Hi everyone! I hope you are having a lovely day, you are listening / reading Sarah O’Rourke, ‘Bipolar and Me’ we are on our 4th episode ‘Who Needs Sleep?’.

Before I start, I would like to say a bit of a disclaimer I guess because we are talking about some content listeners may find disturbing. there may be reference to you know some over 18 activity and mental health is a sensitive topic and we do approach the more difficult areas like suicide. I am not a doctor or therapist the views expressed relate only to me.

My podcast / blog will always be available each week and a YouTube video will be uploaded on the same day. You can find all my socials at the bottom of the home page so if you do like what you’re listening to please follow like, share and be more daring perhaps subscribe.

I am really excited about this you know you’re all coming on this journey with me, and I am just so grateful you’re listening/reading right now because without listers/readers I really couldn’t do it.

I want to know why when you have bipolar it causes so much sleep disruption what’s the science? Insomnia is a waking nightmare while depressed and feels like a gift when you’re high.

It was during a manic sleepless episode I came up with the idea of doing this pod cast. Now I am on week 4 COMMITED TO THE CAUSE!

When depressed you can also sleep too much there does not seem to me anyway to be an in between.

The danger is that insomnia can lead to psychotic episodes and this terrifies me. (as spoken about earlier re: ‘Real and Unreal’)

Personally I prefer mania… I am chatty a bit scatty but outgoing, daring. I achieve goals. It can lead to impulsive decision making too. It does have anxiety attached to it …and elements of psychosis and or delusional thoughts.

I have in the past found my self looking for patterns on Google Earth and then thinking I have been poisoned or cheated on.

My body can get tired but I try focussing on a task such as crocheting, reading a book or watching a documentary (not conspiracy though).
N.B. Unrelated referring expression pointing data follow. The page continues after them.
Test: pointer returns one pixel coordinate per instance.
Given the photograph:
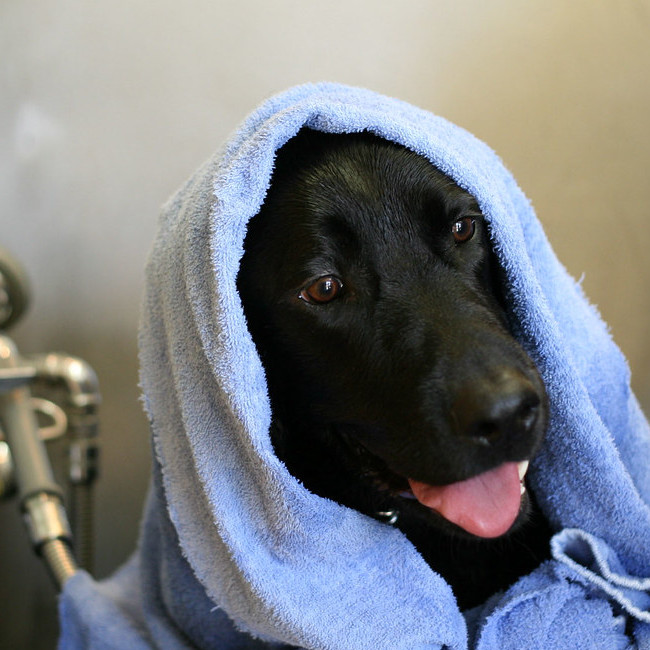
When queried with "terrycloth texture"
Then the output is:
(235, 553)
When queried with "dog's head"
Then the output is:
(374, 299)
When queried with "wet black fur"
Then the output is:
(411, 371)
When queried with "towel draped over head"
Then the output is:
(235, 553)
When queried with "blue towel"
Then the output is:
(236, 554)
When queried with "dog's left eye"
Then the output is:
(463, 229)
(323, 290)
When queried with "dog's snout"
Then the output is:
(490, 408)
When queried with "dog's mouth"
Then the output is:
(486, 505)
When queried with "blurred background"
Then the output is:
(106, 108)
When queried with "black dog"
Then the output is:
(376, 305)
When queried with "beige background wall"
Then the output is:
(105, 108)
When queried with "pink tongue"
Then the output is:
(485, 505)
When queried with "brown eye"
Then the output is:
(463, 229)
(323, 290)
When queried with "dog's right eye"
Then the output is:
(323, 290)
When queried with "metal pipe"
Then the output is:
(40, 497)
(83, 399)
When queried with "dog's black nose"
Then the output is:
(503, 404)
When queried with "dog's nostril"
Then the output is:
(488, 410)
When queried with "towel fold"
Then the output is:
(236, 554)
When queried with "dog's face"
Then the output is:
(374, 299)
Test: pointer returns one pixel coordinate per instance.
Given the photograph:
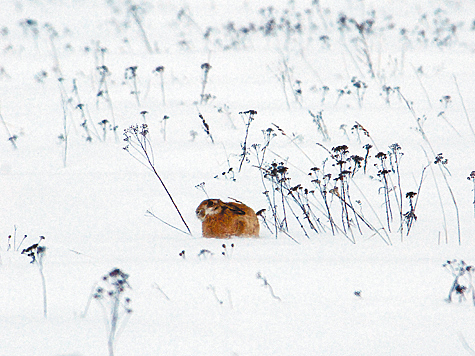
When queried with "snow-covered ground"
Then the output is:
(319, 75)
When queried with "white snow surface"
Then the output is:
(90, 199)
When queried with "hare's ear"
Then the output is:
(234, 209)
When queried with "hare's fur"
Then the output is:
(224, 220)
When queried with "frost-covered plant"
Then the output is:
(206, 67)
(267, 285)
(137, 13)
(111, 293)
(131, 75)
(462, 285)
(103, 92)
(160, 70)
(248, 118)
(37, 254)
(139, 147)
(472, 178)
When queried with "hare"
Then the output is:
(223, 220)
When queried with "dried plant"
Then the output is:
(139, 147)
(111, 294)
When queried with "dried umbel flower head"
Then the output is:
(224, 220)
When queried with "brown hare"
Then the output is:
(223, 220)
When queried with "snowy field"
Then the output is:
(350, 122)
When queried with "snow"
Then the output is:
(385, 294)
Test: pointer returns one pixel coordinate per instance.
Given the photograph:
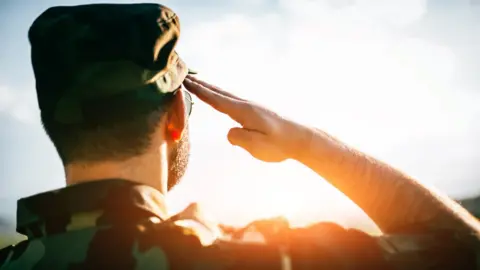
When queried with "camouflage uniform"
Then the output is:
(92, 62)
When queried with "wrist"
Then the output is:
(299, 140)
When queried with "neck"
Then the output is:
(148, 169)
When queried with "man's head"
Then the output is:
(109, 86)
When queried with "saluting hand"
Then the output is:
(263, 133)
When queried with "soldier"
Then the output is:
(109, 87)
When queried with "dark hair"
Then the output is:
(113, 135)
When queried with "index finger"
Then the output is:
(214, 88)
(231, 107)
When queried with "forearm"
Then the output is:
(392, 199)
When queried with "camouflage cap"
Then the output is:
(109, 56)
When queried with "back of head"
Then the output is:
(105, 75)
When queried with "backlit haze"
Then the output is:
(397, 79)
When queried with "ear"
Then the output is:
(176, 118)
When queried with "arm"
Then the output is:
(396, 202)
(392, 199)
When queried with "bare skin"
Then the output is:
(396, 202)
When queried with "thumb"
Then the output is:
(244, 138)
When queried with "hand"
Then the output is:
(264, 134)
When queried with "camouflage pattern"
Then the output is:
(101, 60)
(117, 224)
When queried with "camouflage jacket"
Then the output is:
(117, 224)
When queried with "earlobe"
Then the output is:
(174, 133)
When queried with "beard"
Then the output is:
(178, 160)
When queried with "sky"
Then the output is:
(397, 79)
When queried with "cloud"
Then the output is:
(350, 69)
(19, 105)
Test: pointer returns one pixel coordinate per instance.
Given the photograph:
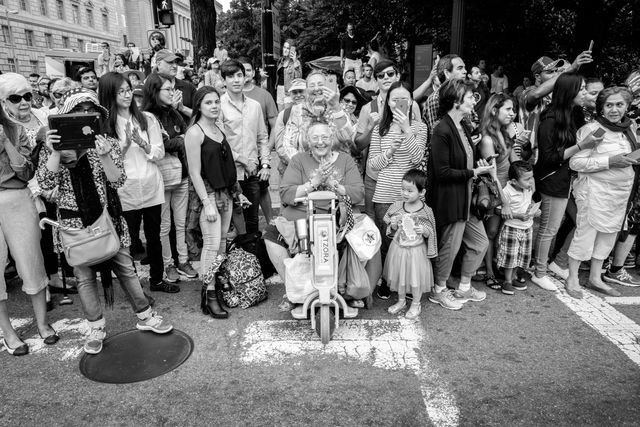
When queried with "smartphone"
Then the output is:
(403, 105)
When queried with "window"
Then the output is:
(105, 22)
(90, 18)
(75, 13)
(28, 34)
(6, 35)
(60, 8)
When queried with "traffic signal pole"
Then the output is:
(268, 60)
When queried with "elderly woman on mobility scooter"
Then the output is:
(320, 169)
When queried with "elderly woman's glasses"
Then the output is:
(16, 99)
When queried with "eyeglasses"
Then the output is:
(391, 73)
(16, 99)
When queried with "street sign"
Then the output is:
(423, 54)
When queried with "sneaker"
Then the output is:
(544, 282)
(171, 274)
(93, 344)
(562, 273)
(622, 277)
(445, 299)
(507, 288)
(518, 286)
(187, 270)
(383, 291)
(155, 324)
(472, 294)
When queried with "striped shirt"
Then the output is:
(407, 156)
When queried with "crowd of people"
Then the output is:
(454, 174)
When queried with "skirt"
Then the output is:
(405, 267)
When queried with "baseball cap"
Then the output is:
(544, 63)
(166, 55)
(298, 84)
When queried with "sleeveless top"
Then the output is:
(218, 168)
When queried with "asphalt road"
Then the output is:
(528, 359)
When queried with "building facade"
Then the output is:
(32, 27)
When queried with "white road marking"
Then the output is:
(71, 331)
(609, 322)
(385, 343)
(623, 300)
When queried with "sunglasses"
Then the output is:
(16, 99)
(391, 73)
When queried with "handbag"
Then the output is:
(485, 197)
(84, 247)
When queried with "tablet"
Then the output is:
(77, 130)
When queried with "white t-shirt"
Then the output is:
(519, 201)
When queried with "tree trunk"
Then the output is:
(203, 26)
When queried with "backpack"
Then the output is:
(241, 280)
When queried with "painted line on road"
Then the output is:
(623, 300)
(609, 322)
(385, 343)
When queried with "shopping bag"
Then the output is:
(297, 278)
(364, 238)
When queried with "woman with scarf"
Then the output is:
(605, 180)
(87, 181)
(19, 234)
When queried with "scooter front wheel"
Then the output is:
(325, 324)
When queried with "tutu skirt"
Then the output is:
(405, 267)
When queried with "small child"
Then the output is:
(516, 236)
(410, 221)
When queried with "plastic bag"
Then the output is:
(352, 275)
(364, 238)
(297, 278)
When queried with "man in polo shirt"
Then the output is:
(167, 63)
(246, 132)
(270, 113)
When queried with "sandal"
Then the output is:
(491, 282)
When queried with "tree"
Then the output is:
(203, 28)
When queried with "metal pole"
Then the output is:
(13, 47)
(267, 46)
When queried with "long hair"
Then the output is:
(108, 87)
(151, 98)
(11, 129)
(568, 116)
(490, 125)
(387, 114)
(197, 102)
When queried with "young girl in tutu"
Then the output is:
(411, 224)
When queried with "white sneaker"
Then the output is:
(544, 282)
(562, 273)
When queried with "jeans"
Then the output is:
(251, 190)
(380, 209)
(20, 234)
(122, 265)
(214, 233)
(369, 189)
(151, 217)
(176, 201)
(552, 209)
(451, 237)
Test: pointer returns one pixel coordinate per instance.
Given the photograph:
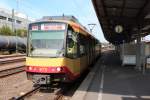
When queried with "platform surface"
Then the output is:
(111, 81)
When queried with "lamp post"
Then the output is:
(91, 26)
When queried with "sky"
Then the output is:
(83, 10)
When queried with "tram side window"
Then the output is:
(72, 44)
(82, 45)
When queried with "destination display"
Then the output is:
(52, 26)
(49, 27)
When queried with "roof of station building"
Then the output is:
(132, 15)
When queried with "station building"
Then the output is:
(20, 20)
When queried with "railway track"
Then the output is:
(12, 60)
(11, 71)
(29, 93)
(57, 96)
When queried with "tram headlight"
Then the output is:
(58, 69)
(30, 68)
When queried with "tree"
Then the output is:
(21, 32)
(6, 30)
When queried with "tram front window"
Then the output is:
(46, 43)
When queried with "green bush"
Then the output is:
(6, 30)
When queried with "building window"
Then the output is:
(3, 18)
(18, 21)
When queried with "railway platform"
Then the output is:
(108, 80)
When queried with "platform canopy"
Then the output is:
(123, 20)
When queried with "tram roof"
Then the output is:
(132, 15)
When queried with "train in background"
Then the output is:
(59, 49)
(8, 43)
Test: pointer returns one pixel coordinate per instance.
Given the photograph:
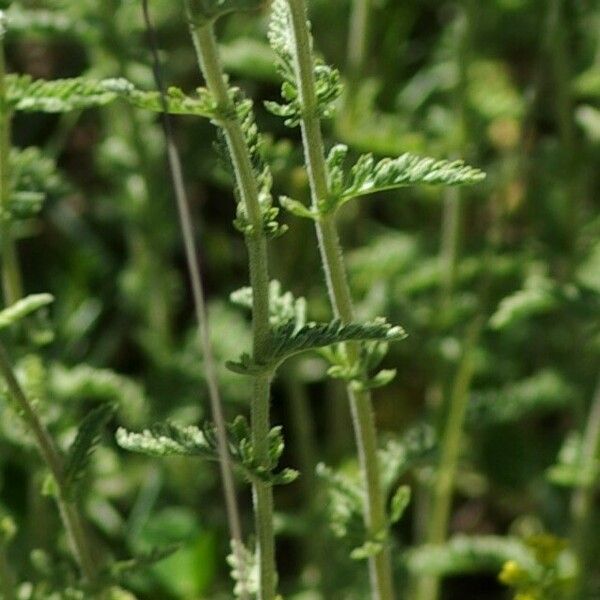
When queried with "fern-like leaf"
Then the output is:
(121, 568)
(178, 103)
(166, 439)
(22, 308)
(543, 392)
(205, 11)
(84, 444)
(328, 87)
(287, 340)
(23, 93)
(538, 296)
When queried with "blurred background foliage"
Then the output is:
(512, 86)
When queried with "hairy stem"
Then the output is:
(582, 503)
(341, 300)
(436, 531)
(69, 512)
(203, 324)
(439, 516)
(210, 64)
(358, 40)
(11, 275)
(7, 579)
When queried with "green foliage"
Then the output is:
(543, 392)
(83, 446)
(204, 11)
(288, 339)
(118, 569)
(23, 21)
(400, 455)
(23, 308)
(539, 296)
(327, 80)
(57, 96)
(550, 577)
(468, 554)
(573, 469)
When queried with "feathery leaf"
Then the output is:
(22, 308)
(328, 87)
(287, 340)
(23, 93)
(84, 444)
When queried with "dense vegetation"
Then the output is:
(300, 299)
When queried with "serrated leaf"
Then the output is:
(381, 379)
(204, 11)
(166, 439)
(23, 93)
(542, 392)
(283, 306)
(399, 503)
(84, 444)
(287, 340)
(22, 308)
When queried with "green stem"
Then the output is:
(358, 41)
(428, 587)
(582, 504)
(11, 275)
(7, 579)
(210, 64)
(69, 512)
(558, 49)
(341, 300)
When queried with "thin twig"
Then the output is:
(195, 275)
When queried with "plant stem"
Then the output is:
(428, 587)
(210, 64)
(69, 512)
(436, 531)
(7, 579)
(203, 324)
(341, 300)
(11, 275)
(582, 503)
(358, 41)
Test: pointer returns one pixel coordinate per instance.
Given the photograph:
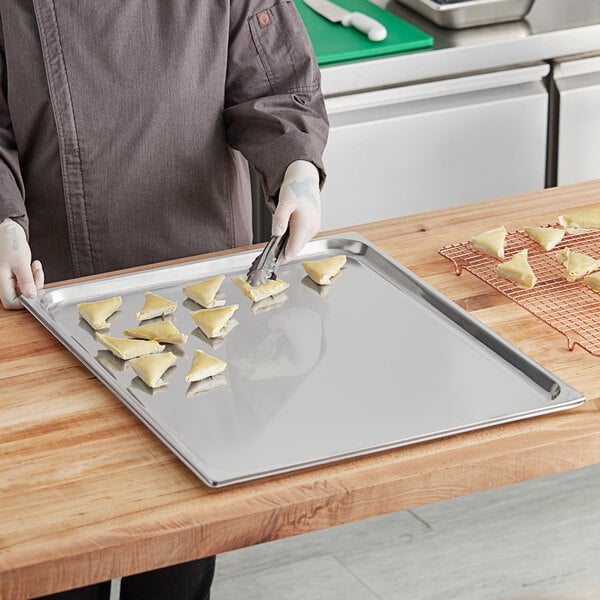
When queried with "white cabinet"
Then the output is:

I tried colouring but I can absolutely say it is not for me but try something that suits you… it works.

When I was younger manic episodes lasted longer than they do now (excessive spending, late nights out with people I should perhaps not be out with…impulsive choices) and it is followed by 36 hours of sleep. I can’t wash, cook, standing up is hard. I have usually made at least 1 rash decision in manic mayhem and feel ashamed of that as well as guilty. What I have learned is feelings are temporary and nothing lasts forever I just have to ride it out…when you have been at rock bottom the only way is up!

I sometimes take medication to keep a sleep pattern but not always as it can be addictive. So being careful with the us is really important,

So this week has been productive your listening to or reading about your local community radio presenter for Stockport’s Your FM 107.8.

So I started my training with them this week…it was a struggle but I made it there…I was extremely tired after though but the fact that I did it is like massive to me.

I’m so excited to be part of their team it’s a big deal for me.